Publié le 23 Feb 2022 - 22:37
CRISE SÉCURITAIRE AU MALI

Alioune Tine dépeint un tableau inquiétant  

 

L’expert indépendant des Nations Unies sur la situation des Droits de l’homme au Mali a effectué une visite de dix jours dans ce pays. Il a noté une amélioration de la situation sécuritaire accompagnée de sérieux défis et la nécessité de repenser les réponses sécuritaires au Sahel.

 

D’août 2020 à maintenant, comparé à la présence des forces étrangères au Mali depuis près de 10 ans, le gouvernement de transition formé par les militaires au pouvoir, s’en sort plutôt bien. Le constat a été fait par un expert indépendant sur la situation des Droits de l’homme au Mali. Pour le compte de l’Organisation des Nations Unies (ONU) Alioune Tine, à l'invitation du gouvernement du Mali, a effectué une visite officielle dans le pays, du 8 au 18 février 2022.

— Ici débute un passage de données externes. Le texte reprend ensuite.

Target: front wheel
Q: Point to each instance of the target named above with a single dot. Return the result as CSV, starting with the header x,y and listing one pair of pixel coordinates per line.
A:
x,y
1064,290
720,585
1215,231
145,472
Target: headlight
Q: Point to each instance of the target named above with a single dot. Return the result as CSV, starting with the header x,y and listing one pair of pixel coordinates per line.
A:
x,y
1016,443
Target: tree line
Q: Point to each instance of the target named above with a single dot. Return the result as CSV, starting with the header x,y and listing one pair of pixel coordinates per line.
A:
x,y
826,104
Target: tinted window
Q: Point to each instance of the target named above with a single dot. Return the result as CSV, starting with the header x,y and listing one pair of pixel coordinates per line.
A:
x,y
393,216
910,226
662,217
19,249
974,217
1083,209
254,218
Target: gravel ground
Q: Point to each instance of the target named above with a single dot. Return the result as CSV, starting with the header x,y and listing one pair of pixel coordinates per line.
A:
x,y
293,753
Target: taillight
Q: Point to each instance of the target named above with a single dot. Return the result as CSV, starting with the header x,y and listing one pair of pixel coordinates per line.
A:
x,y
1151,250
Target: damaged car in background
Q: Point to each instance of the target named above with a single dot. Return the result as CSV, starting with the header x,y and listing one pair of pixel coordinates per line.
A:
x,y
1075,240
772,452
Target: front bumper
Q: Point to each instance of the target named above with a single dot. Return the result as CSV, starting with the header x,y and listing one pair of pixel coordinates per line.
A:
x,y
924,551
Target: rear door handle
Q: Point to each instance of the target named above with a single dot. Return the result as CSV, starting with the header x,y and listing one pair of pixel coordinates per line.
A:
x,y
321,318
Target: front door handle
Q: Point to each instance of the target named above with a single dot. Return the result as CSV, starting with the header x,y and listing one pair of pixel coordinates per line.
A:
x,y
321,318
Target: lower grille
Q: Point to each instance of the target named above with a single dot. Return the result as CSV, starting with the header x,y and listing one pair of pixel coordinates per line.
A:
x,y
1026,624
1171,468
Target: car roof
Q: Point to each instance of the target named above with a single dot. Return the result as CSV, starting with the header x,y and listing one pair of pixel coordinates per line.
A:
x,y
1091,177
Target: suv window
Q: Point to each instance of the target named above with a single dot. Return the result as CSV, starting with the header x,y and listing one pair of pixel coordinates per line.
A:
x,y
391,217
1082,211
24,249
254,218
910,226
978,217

Son rapport a été présenté hier, dans les locaux du Haut-Commissariat aux Droits de l’homme. Et les conclusions de l’expert de la société civile reconnaissent, ‘’pour la première fois depuis le début de mes visites en 2018’’, ‘’une amélioration tangible dans le domaine sécuritaire, sur la question des personnes déplacées, des droits humains et des dynamiques de paix endogènes, surtout au centre du Mali. Ce qui est reconnu par les forces de défense et de sécurité maliennes, l’Administration et la société civile malienne’’.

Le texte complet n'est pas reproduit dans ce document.